A midi nous nous retrouvions autour d’un pot convivial après un discours de clôture :

« Ce qui fonde toute l’Éducation Nouvelle c’est un pari sur l’Homme, sur la profonde
confiance dans ses capacités… à la condition que celles-ci soit mises en situation de pouvoir s’exercer. « L’éducation nouvelle prépare chez l’enfant non seulement le futur citoyen capable de remplir ses devoirs envers ses proches et l’humanité dans son ensemble, mais aussi l’être humain conscient de sa dignité d’homme. » 1921 (Fondement de la Ligue Internationale de l’Education Nouvelle). Ainsi, dès son origine l’éducation nouvelle posait l’acte pédagogique comme acte d’essence politique, définissant l’école comme matrice du social, comme lieu de formation du sujet et du citoyen.

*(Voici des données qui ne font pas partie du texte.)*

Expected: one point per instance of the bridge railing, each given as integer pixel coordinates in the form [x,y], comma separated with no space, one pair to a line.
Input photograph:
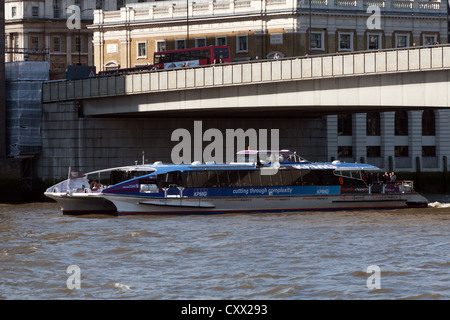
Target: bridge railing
[289,69]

Première rupture : le regard porté sur cet autre qu’est l’élève et sur les attentesque je porte à son égard. En 1965 Henri Wallon écrivait : « Un regard qui scrute pour trouver la marque du manque impose à l’enfant un statut péjoré. Un regard qui ne cherche en l’enfant qu’un devenir instaure une dynamique de rencontre. » Ce qui n’était hier que pari philosophique est devenu aujourd’hui défi éducatif puisque les recherches en neurobiologie ont montré qu’ «un environnement enrichi facilite non seulement les apprentissages mais développe les interconnexions synaptiques du système nerveux central. Les apprentissages transforment biologiquement le cerveau. Le vieux dualisme entre esprit et cerveau doit
aujourd’hui être dépassé, le fonctionnement cérébral influe sur les comportements et les apprentissages influent sur le développement cérébral..[1]. »

Les élèves sont intelligents, et leurs erreurs sont des indicateurs de leur pensée. Quel que soit le domaine particulier (opération, décimaux, orthographe, grammaire, etc.), leur analyse dévoile une logique à l’œuvre qui ouvre des pistes précieuses pour orienter nos dispositifs pédagogiques.

De notre point de vue, ce n’est ni l’enfant qui est au centre de la classe, ni le programme défini par les Instructions officielles mais le rapport de l’élève à la scolarité et au savoir.

1  Rapport à la scolarité : l’école n’est pas d’abord ni essentiellement un lieu de formation
professionnelle : elle a pour vocation de construire un rapport émancipé au monde des objets et des idées, aux autres. Elle est un lieu où le chaos du monde physique et social s’organise en univers compréhensible, où se forme l’Homme conscient de sa dignité et le Citoyen responsable dans la Cité.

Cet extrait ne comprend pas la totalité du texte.